Kimberly @ The Daring Gourmet says
I’m so thrilled to hear that, Eugenia, thank you!
Anonymous says
My husband and I are making this tomorrow and very much looking forward to it! The only ingredient we don’t have is fresh button/cremini mushrooms. Can we use frozen shittake mushrooms instead? Otherwise I can run to the store. Thanks!
Kimberly @ The Daring Gourmet says
Frozen shiitake mushrooms will work just fine – add them frozen and proceed as instructed. Happy cooking!
Paige says
I have this in the crockpot cooking. It smells delicious. I didn’t have any thyme so I substituted basil. I hope I didn’t mess it up. I will let you know how it tastes. Love your recipes.

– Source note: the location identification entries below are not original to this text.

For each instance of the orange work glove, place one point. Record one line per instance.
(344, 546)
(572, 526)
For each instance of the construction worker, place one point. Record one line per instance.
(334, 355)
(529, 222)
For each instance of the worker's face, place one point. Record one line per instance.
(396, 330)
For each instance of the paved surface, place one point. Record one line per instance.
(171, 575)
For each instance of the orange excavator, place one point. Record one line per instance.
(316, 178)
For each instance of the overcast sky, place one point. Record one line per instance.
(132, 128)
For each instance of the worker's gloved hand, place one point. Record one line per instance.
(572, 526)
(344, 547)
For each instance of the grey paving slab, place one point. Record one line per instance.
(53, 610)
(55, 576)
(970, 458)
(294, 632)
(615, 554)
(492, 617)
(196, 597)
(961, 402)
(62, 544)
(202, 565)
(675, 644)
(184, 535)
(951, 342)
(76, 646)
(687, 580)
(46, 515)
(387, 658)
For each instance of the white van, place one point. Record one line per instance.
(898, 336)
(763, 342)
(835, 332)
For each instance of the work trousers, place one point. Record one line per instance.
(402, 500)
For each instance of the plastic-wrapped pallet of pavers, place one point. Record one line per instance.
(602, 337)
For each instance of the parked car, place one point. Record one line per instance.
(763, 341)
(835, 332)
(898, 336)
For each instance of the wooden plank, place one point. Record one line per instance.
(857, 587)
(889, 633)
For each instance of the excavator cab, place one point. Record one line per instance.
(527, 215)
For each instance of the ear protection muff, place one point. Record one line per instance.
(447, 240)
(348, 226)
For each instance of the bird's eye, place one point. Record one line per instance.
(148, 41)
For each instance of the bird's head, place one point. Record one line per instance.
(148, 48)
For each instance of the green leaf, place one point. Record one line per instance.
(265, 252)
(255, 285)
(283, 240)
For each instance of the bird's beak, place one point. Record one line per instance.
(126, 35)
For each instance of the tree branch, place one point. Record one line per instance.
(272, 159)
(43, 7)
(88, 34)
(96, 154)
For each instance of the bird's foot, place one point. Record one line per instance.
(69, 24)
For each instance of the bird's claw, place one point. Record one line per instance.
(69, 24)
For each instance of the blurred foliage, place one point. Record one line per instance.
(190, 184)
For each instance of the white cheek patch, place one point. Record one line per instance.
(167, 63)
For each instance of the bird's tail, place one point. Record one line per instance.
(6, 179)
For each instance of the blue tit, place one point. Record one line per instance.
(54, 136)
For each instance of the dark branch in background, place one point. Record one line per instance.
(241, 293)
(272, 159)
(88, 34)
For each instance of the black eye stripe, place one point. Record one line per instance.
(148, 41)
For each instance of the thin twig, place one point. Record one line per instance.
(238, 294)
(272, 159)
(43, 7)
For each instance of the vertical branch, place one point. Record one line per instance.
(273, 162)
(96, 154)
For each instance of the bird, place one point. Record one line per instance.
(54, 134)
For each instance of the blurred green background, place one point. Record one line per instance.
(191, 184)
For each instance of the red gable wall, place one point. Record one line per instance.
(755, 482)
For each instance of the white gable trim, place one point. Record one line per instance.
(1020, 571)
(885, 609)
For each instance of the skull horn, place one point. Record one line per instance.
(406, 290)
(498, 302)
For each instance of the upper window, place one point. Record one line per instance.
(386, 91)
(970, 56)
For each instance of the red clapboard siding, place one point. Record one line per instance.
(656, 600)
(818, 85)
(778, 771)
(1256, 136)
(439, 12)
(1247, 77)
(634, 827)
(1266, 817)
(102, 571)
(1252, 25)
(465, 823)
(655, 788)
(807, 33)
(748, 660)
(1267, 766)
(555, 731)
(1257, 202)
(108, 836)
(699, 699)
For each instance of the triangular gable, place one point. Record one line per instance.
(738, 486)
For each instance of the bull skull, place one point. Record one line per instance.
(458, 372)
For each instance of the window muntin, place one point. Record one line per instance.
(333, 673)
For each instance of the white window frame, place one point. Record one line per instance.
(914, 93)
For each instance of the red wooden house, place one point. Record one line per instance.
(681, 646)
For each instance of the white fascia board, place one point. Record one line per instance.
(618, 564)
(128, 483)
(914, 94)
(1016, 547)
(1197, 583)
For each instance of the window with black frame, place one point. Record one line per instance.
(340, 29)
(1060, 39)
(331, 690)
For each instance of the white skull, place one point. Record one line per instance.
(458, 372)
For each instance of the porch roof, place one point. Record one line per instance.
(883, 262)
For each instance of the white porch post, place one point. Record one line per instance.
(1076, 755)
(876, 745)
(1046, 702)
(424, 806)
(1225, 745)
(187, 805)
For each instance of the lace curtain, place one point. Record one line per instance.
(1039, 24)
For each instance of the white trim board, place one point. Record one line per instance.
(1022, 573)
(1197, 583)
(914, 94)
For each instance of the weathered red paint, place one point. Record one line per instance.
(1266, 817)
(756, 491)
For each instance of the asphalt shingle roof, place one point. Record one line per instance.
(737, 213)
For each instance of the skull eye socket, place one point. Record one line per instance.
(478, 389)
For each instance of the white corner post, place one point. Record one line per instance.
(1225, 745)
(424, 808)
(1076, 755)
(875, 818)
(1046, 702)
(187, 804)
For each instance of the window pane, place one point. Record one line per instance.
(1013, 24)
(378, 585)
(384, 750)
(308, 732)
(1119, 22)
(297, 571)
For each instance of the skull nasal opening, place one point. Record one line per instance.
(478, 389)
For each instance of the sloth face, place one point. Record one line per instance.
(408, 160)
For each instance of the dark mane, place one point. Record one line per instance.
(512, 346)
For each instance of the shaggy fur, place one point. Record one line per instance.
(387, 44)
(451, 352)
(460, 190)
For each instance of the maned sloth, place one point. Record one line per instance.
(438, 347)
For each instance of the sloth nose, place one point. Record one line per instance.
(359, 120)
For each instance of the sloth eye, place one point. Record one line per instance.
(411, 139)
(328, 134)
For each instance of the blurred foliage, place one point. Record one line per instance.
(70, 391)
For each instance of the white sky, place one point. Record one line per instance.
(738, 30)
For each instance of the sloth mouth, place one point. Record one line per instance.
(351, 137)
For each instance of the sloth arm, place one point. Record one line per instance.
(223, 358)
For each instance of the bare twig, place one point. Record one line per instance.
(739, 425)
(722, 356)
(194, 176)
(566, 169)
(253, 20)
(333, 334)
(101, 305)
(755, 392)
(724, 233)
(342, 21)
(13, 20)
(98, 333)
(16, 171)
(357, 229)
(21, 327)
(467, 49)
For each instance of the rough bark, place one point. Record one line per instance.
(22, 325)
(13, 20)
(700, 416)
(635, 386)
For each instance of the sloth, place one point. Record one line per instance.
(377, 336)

Kimberly @ The Daring Gourmet says
Thanks so much, Paige! Let us know what you think!
Marion says
Thank you for this great version of BStrog. Loved it !!! Have printed off your recipe to put in my favorites. Will make again. I only changed garlic cloves to 3 and added 3 tspns of beef stock powder to the 1 cup of broth.
Kimberly @ The Daring Gourmet says
Wonderful, Marion, thanks so much!
Michelle says
I’ve cooked this a few times and the family love it, including my chef son. Thanks for the recipe. Last time we had some left over, so the following night it became a meat pie. Sensational 👍
Kimberly @ The Daring Gourmet says
I’m happy to hear that, Michelle, thank you! And using the leftovers in a meat pie is brilliant and sounds delicious!
Emily says
Wonderful dish! I was looking for an easy, flavorful beef stroganoff recipe and this is it! I can’t wait to make it again. Thank you!
Kimberly @ The Daring Gourmet says
Wonderful, Emily, thanks so much!
Michelle says
Made it for dinner. Sooooo good!!! Highly recommended 😻😻
Kimberly @ The Daring Gourmet says
Awesome, Michelle, thank you!
Traci Klabo says
Oh my goodness, this stroganoff is delicious. I’ve made it several times and the whole family loves it.
Kimberly @ The Daring Gourmet says
Fantastic, Traci, thank you!
Jane says
Oops- I put all of the cream cheese in with the other ingredients in the beginning. Will this ruin it?
Kimberly @ The Daring Gourmet says
Hi Jane, it will probably curdle but it won’t impact the flavor.
Lita Watson says
Your dish is sooo mouthwatering!!! My child will fall in love with this dish :D How long will it last in the refrigerator?
Kimberly @ The Daring Gourmet says
Thanks, Lita! It will keep at least 2-3 days.
JB says
I don’t have beef broth, will chicken broth do? or can I leave out the broth?
Kimberly @ The Daring Gourmet says
Hi JB, yes, chicken broth will do perfectly.